Two years ago, Hicks, a third-round pick of the Saints in 2012, was as destructive as any defensive end or tackle in the NFL. But he had a somewhat quiet 2014 campaign and was shipped to New England in 2015, where he came in midseason and never quite found a niche. His niche can be that of a power interior edge player, either as a 3-4 defensive end or a strongside 4-3 end. Hicks doesn’t just shed blocks, he erupts off of them.

 

3. Tahir Whitehead, LB, Lions (age 25)

 

In 2014 Whitehead and DeAndre Levy formed the fastest nickel linebacker tandem in the NFL. (Yes, in terms of pure speed, it was even faster than Carolina’s punch of Luke Kuechly-Thomas Davis.) But last year, Whitehead had a poor preseason and struggled to find his footing in Detroit’s linebacker rotation.
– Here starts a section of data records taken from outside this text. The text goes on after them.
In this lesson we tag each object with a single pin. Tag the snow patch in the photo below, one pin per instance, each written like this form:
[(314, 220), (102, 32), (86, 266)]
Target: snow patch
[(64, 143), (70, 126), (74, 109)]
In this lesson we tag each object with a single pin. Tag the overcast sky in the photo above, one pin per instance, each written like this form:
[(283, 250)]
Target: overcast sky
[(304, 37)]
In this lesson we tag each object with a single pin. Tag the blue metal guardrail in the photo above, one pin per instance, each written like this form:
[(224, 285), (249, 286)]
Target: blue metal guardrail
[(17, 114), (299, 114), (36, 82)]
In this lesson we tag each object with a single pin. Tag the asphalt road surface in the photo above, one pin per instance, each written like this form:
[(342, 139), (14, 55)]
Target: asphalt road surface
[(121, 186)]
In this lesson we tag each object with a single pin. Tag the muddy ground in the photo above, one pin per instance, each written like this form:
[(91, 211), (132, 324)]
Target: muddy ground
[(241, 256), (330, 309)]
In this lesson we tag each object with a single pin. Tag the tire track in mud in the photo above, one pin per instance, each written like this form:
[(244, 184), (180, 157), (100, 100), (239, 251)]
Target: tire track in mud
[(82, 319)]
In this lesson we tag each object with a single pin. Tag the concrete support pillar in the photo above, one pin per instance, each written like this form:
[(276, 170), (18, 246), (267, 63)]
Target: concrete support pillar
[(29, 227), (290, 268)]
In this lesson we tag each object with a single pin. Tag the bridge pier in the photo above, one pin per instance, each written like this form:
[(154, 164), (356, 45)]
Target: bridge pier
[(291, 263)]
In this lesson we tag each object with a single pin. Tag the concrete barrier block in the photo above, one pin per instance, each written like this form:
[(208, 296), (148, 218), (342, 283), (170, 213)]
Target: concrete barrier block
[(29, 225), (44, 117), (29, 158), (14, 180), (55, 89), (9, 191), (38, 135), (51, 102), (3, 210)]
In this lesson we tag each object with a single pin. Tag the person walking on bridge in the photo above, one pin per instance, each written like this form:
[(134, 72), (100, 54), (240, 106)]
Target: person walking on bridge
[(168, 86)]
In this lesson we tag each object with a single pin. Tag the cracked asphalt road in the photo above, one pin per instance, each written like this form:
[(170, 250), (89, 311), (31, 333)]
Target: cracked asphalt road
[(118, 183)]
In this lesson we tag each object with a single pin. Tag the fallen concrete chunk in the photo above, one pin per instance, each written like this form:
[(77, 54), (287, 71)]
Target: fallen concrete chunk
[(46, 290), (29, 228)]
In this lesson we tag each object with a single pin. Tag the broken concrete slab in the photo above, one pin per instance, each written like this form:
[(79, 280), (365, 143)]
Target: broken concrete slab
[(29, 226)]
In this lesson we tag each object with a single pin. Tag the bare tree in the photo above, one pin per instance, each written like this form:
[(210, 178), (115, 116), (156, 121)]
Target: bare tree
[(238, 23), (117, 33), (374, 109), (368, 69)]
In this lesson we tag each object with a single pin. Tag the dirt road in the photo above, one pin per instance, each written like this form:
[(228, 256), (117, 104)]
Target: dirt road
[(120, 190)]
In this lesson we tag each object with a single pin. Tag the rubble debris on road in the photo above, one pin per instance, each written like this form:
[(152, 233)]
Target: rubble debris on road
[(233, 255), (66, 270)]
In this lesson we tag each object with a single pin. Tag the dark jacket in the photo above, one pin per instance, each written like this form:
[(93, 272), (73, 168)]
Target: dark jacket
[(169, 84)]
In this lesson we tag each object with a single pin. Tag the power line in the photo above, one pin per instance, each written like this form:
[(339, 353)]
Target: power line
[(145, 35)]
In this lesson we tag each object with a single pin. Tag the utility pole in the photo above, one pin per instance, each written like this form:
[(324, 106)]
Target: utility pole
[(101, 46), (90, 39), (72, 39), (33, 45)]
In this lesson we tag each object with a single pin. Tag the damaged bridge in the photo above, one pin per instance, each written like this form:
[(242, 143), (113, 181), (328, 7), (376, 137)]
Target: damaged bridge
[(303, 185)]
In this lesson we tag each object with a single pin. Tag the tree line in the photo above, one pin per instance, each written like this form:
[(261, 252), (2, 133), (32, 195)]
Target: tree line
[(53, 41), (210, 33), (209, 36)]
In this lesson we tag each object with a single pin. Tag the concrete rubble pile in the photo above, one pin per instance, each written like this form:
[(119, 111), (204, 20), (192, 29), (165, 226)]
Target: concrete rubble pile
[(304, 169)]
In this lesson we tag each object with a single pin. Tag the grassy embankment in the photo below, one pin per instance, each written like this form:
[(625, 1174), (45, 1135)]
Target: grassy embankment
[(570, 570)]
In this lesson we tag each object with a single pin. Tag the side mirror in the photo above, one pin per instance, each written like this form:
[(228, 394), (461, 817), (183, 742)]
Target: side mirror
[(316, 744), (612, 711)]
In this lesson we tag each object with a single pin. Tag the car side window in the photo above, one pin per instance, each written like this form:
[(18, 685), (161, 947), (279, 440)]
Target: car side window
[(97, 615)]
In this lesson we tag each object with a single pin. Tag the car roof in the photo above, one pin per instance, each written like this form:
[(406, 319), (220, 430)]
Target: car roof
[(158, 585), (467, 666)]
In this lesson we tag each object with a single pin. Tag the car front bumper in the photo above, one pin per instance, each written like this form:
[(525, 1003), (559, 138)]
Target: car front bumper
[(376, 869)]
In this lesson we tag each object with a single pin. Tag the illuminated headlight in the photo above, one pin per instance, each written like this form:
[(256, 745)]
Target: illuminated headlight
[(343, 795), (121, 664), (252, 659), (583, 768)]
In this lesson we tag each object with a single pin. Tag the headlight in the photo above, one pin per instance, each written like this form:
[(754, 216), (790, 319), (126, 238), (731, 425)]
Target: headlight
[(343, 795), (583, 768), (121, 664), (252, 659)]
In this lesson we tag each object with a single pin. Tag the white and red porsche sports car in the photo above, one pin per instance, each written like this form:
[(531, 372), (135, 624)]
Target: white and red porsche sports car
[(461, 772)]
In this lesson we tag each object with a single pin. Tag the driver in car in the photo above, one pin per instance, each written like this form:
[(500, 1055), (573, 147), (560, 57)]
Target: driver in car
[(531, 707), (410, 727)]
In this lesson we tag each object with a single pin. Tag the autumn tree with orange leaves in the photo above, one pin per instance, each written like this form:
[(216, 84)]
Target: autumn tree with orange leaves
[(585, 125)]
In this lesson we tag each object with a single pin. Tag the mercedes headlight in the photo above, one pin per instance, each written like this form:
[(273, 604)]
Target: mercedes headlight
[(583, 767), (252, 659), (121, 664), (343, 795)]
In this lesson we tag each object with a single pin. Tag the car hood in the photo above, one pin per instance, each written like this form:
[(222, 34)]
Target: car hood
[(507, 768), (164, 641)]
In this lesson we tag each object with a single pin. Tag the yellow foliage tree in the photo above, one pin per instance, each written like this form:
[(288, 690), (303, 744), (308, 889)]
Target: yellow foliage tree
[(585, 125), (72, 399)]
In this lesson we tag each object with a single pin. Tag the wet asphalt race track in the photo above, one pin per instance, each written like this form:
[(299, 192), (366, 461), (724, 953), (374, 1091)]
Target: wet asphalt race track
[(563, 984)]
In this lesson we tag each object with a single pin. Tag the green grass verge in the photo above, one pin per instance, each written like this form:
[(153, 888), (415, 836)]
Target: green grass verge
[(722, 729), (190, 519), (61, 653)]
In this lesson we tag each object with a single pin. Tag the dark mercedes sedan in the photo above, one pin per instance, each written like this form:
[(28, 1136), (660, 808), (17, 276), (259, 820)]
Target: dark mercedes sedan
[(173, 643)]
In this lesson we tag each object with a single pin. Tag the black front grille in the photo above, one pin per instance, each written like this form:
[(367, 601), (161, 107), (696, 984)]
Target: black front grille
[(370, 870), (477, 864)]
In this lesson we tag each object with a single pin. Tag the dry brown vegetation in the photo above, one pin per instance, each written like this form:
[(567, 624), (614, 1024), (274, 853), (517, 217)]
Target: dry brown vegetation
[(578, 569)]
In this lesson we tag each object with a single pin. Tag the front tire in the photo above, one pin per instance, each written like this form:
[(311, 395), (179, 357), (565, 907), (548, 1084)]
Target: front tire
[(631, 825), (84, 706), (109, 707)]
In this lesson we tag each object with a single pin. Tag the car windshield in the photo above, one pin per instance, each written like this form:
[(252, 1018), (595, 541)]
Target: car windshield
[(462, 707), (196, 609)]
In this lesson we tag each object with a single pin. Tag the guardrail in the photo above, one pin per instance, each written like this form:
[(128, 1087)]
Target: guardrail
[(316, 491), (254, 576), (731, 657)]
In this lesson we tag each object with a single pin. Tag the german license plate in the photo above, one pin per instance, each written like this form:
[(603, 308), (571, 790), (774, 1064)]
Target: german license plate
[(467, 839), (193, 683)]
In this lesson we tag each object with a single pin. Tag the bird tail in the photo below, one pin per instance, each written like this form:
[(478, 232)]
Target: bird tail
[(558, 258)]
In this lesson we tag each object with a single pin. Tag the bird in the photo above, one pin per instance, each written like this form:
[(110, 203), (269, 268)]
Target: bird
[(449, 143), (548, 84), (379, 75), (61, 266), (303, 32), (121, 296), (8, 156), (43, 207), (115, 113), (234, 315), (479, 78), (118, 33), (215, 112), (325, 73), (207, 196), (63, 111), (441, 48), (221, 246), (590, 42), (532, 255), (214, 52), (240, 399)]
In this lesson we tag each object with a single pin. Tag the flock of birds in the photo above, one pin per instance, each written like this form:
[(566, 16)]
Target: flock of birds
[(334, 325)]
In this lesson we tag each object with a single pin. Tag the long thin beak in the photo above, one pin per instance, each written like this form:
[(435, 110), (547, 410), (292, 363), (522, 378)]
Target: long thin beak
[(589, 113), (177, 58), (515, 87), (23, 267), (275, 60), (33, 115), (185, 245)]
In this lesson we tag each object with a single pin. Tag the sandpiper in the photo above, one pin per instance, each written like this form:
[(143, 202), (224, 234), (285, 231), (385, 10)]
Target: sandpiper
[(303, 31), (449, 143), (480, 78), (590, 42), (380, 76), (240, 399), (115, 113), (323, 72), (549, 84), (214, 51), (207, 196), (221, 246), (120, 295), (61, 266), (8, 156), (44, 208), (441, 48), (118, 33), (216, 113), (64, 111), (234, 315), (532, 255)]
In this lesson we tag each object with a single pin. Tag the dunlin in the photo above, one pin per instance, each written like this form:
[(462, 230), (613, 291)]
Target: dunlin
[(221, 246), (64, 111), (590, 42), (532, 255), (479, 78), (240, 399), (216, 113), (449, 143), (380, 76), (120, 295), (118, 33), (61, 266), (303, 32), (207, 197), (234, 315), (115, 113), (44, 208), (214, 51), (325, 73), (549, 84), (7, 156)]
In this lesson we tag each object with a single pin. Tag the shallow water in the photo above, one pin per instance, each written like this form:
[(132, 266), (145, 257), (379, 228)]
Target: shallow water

With Stephen Tulloch back from an ACL injury and Josh Bynes improving as a third-down player, Whitehead sat out a lot of nickel snaps, which is where defenders really earn money these days. And so he’ll be a bargain for whoever signs him this spring. Assuming he plays with discipline (which he’s improved upon), Whitehead can be at least in the NFL’s second-tier of run-and-chase ball-stoppers.

 

2. Brandon Thompson, DT, Bengals (age 26)

 

It’s a testament to Bengals veteran Domata Peko that Thompson never worked his way into the starting lineup as a nose shade. Thompson was tremendous against double-teams when forced to fill in at this position for a few games in 2013. Last season, he played mostly as a three-technique, backing up Geno Atkins. Thompson doesn’t have Atkins’s combination of movement and raw strength (few do), but he plays with natural leverage and balance. Whoever signs him will get a potential three-down force.

 

1. George Iloka, S, Bengals (age 25)

 

Don’t be surprised if Iloka scores one of the 10 biggest contracts in free agency this year. Safeties are increasingly valuable in today’s NFL, and he’s one who can play centerfield or in the box. He also has experience as a corner from his days at Boise State, though he’d have to be used unexpectedly and sparingly in this capacity. At 6’4”, 225 pounds, and with arms so long he can practically tie his shoes without bending over, Iloka has the innate physical traits to be elite.